'X-Men: Days of Future Past' Fixes the Franchise—and Sets It Up for Apocalypse

Superhero movies tend to come in one of two flavors nowadays: dark and broody, or light and upbeat. X-Men: Days of Future Past has it both ways, and it does both exceedingly well.

The movie plays fast and loose with its source material, and with time-travel logic in general. Days of Future Past is based on a fan-favorite 1981 story arc of the same name, from back in the day when you didn't have to shell out a cool $40 a week just to follow one storyline. It also marks the return of director Bryan Singer, who hasn't helmed an X-Men flick since 2003's X2.

The action starts in a grim and violent future (it was 2013 in the comics, so the filmmakers have tacked on an extra decade) that sees robotic Sentinels scouring the earth to kill anyone carrying the mutant gene. With the superhero holocaust nearly complete, the few surviving X-Men, led by Professor X (Patrick Stewart) and Magneto (Ian McKellan), have holed up in a Chinese monastery to stage a last-ditch effort to prevent the apocalypse: Kitty Pryde (Ellen Page) will use her powers to send Wolverine (Hugh Jackman)—or at least his consciousness—five decades into the past, where he's to track down the scientist who designed and built the murderous Sentinels. Wolverine's job isn't to kill Dr. Bolivar Trask (Peter Dinklage), though, but to save his life—and to retcon the hell out of the X-Men cinematic universe.

Once Wolvie wakes up in his super-buff, if disturbingly veiny, 1973 body, Days of Future Past makes an enormous and seamless tonal shift. Singer and his cadre of screenwriters have a blast with the period trappings—before he can save the world, Wolverine must defeat a waterbed and other pop-culture touchstones of the '70s. The film offers wry nods to everything from lava lamps to the iconic uniforms of Pan Am flight attendants as Logan sets out to round up the old crew. See, in order to stop the assassination of Trask by the blue-skinned, morally conflicted mutant known as Mystique (an underused Jennifer Lawrence), Wolverine has to track down the younger versions of Charles Xavier/Professor X and Erik Lehnsherr/Magneto, played by James McAvoy and Michael Fassbender respectively, and convince them to put aside their differences.

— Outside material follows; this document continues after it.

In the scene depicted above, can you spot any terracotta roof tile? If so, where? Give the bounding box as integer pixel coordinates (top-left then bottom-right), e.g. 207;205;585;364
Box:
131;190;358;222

It's even harder and weirder than it sounds. Charles has lost his mutant powers, along with his faith in humans and mutants alike, and Erik is doing hard time beneath the Pentagon for supposedly killing JFK.

If none of that makes any kind of sense, don't worry—Singer and company do an admirable job of doling out the massive amounts of exposition required to recap six movies (four under the X-Men banner and a pair of Wolverine solo outings). In fact, part of Days' charm is how deftly it manages to meld all those disparate elements into something that feels cohesive enough to work as a series installment, but self-contained enough to stand on its own and serve as a jumping-on point for newcomers.

It also corrects one of the missteps of Matthew Vaughn's otherwise sturdy 2011 installment. While X-Men: First Class relied entirely on the strengths of characters who had been established in the first three movies, Days gives fledgling mutants their due. The most notable addition to the cast is Evan Peters, who pretty much walks off with the movie as Quicksilver, a mutant with super-speed and sticky fingers. Peters only has a couple of scenes, but they're doozies. One of them—a deconstructed fight scene that slows down the action in order to walk us, step by mischievous step, though Quicksilver's supersonic world—is unquestionably the highlight of the film. It might just be the highlight of the spring movie season altogether.

It's a moment that illustrates Singer's greatest strength as a director: his ability to home in on compelling characters, even in the midst of a genre that can easily rely on pre-branding and spectacular FX.

It's telling that Quicksilver's fantastic moment in the spotlight is also the closest Days comes to a stand-out set piece. Sure, there's some wholesale destruction during the deftly edited climax that spans 50 years and two storylines, but the movie mostly eschews visual scale for narrative ambition. It's the most emotionally affecting X-Men outing so far, and sets the franchise up remarkably well for 2016's X-Men: Apocalypse. A few of the last-minute plot machinations will be puzzling to newcomers, but they'll engender a lot of goodwill among fans. If there was something you particularly hated about Brett Ratner's poorly received 2006 installment, Days of Future Past probably fixes it.